‘Master Gardener’ takes the ‘Man in a Room’ genre to new heights

Paul Schrader’s thriller is screening at the Houses now – here, Hanna Flint explains why it’s a must-see
Saturday 20 May 2023. By Hanna Flint
The very first shot in Master Gardener is of Joel Edgerton’s Narvel Roth sitting in the corner of his small cabin, at a sparse desk, writing in his journal under the light of a simple desk lamp. In a low, drawling voiceover, we hear the notes about botany that Roth is committing to the page in meticulous detail while the camera circles him. It’s a scene that raises a smile, because it’s one we’ve long become accustomed to when settling into a Paul Schrader joint. For this is not just an easy introduction to our eponymous man in a room – it’s a signature.
Since writing the era-defining screenplay for Martin Scorsese’s Taxi Driver, the ‘Man in a Room’ has become ubiquitous with the American film critic-turned-filmmaker. There’s certainly echoes of Travis Bickle in Edgerton’s horticulturalist. Roth is a lonely insomniac with a traumatic past of violence who also becomes protective of a younger female character in danger (Maya, played by Black Adam’s Quintessa Swindell). He also likes to observe himself in a mirror and, just with Travis, you find yourself empathising with this alienated man, despite his ghastly actions. I’m not going to spoil the horrific thing we discover about Roth, but you might, like me, guess exactly the type of person he was the minute you see Edgerton’s short on the sides and long on the top hairdo. Yet, this gardener is a product of today, not 46 years ago. He’s a prime example of Schrader’s commitment to the evolution of his antihero protagonists ever since his raging, paranoid OG first hit the screen.
‘The character has gotten older as I’ve gotten older,’ Schrader once said of his men in a room in 1992. ‘When he was in his twenties he was angry. When he was in his thirties he was narcissistic. And now he’s 40 and he’s anxious. I think that the times have changed similarly.’

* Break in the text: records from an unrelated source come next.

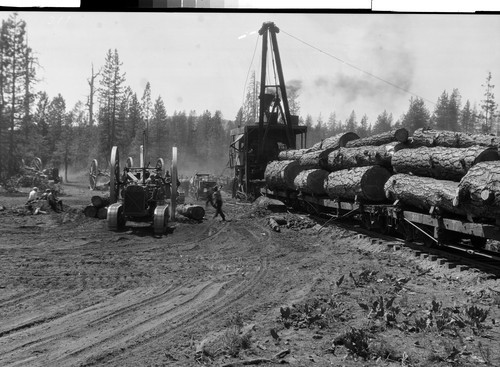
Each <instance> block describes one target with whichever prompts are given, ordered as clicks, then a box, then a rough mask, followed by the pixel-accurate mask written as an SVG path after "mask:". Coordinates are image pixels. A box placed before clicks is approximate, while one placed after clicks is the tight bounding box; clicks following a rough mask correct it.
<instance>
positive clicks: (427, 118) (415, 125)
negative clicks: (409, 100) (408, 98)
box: [402, 97, 430, 134]
mask: <svg viewBox="0 0 500 367" xmlns="http://www.w3.org/2000/svg"><path fill="white" fill-rule="evenodd" d="M429 119H430V113H429V110H428V109H427V107H425V104H424V100H423V99H422V98H413V97H411V98H410V107H409V108H408V112H406V114H405V115H404V117H403V120H402V124H403V127H405V128H407V129H408V131H409V132H410V134H413V132H414V131H415V130H417V129H420V128H422V127H426V126H428V125H429Z"/></svg>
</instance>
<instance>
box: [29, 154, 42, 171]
mask: <svg viewBox="0 0 500 367" xmlns="http://www.w3.org/2000/svg"><path fill="white" fill-rule="evenodd" d="M31 167H32V168H34V169H36V170H37V171H41V170H42V160H41V159H40V158H38V157H35V158H33V159H32V160H31Z"/></svg>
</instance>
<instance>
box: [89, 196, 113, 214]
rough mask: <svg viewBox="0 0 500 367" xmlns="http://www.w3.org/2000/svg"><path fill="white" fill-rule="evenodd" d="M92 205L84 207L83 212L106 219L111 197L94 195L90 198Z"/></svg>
mask: <svg viewBox="0 0 500 367" xmlns="http://www.w3.org/2000/svg"><path fill="white" fill-rule="evenodd" d="M90 203H91V204H90V205H87V206H86V207H85V208H83V214H84V215H85V216H86V217H89V218H99V219H106V218H107V216H108V206H109V204H110V201H109V198H108V197H105V196H99V195H94V196H92V197H91V198H90Z"/></svg>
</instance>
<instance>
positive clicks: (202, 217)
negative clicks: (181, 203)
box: [176, 204, 205, 221]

Richard Gere’s Julian Kay in American Gigolo is the narcissist the filmmaker is describing. Where Taxi Driver grapples with the gritty post-Vietnam War hangover in American society, Gigolo reflects the burgeoning era of excess and materialism of the 1980s. Kay has to look and dress the part of being a high-class escort, and Schrader sharpens that turn away from Taxi Driver by serving up a lonely protagonist whose life is steeped in sex while Travis’s life is absent of it. But Kay’s acts of service are for the people paying him. He gives and doesn’t receive, which is a power dynamic Schrader revisits in Master Gardener through Roth’s wealthy, old world boss and patron Norma Haverhill, played with crisp theatricality by Sigourney Weaver.

In 1992, Willem Dafoe became the next man in the room to offer a service. In Light Sleeper’s case, his John LeTour is a recovering addict delivering drugs on behalf of Susan Sarandon’s wealthy supplier. He’s entered his mid-life crisis phase, he can’t sleep, and as the late Roger Ebert summarised in his review, ‘the party has been over for a long time, and these old druggies, now approaching middle age, have been left behind.’ LeTour is too old for this shit, but how does one start anew and redeem themselves when this past still has a stranglehold? Light Sleeper exhibits a weary existentialism that has grown more prominent in Schrader’s man in a room series, especially since 2018’s First Reformed.
A well-known Robert Bresson fan, the filmmaker took inspiration from Diary Of A Country Priest while writing the melancholic film about a grieving pastor going through a crisis of faith. He also drew from his own upbringing in the Calvinist church, which Ethan Hawke exemplifies as Ernst Toller, a depressive character reawakened by a challenge to his belief system. We don’t see the moment of challenge to Roth’s hateful belief system in Master Gardener, but a perspective shift is evident by the redemptive journey Schrader wants to take viewers on. His last movie, The Card Counter, similarly uses this structure with flashbacks of harrowing violence to show you just who Oscar Isaac’s dishonourably discharged soldier and gambler Will Tell used to be.
Master Gardener now completes this specific man in a room trilogy, where the guilt of these lost souls motivates their need to atone for their sins. ‘These men cannot forgive themselves, and then the redemption comes,’ said Schrader last year. At 76 years old, the filmmaker shows no signs of slowing the production of men in rooms ready to test your empathy levels. Whether he convinces you they deserve redemption, however, will never be his concern.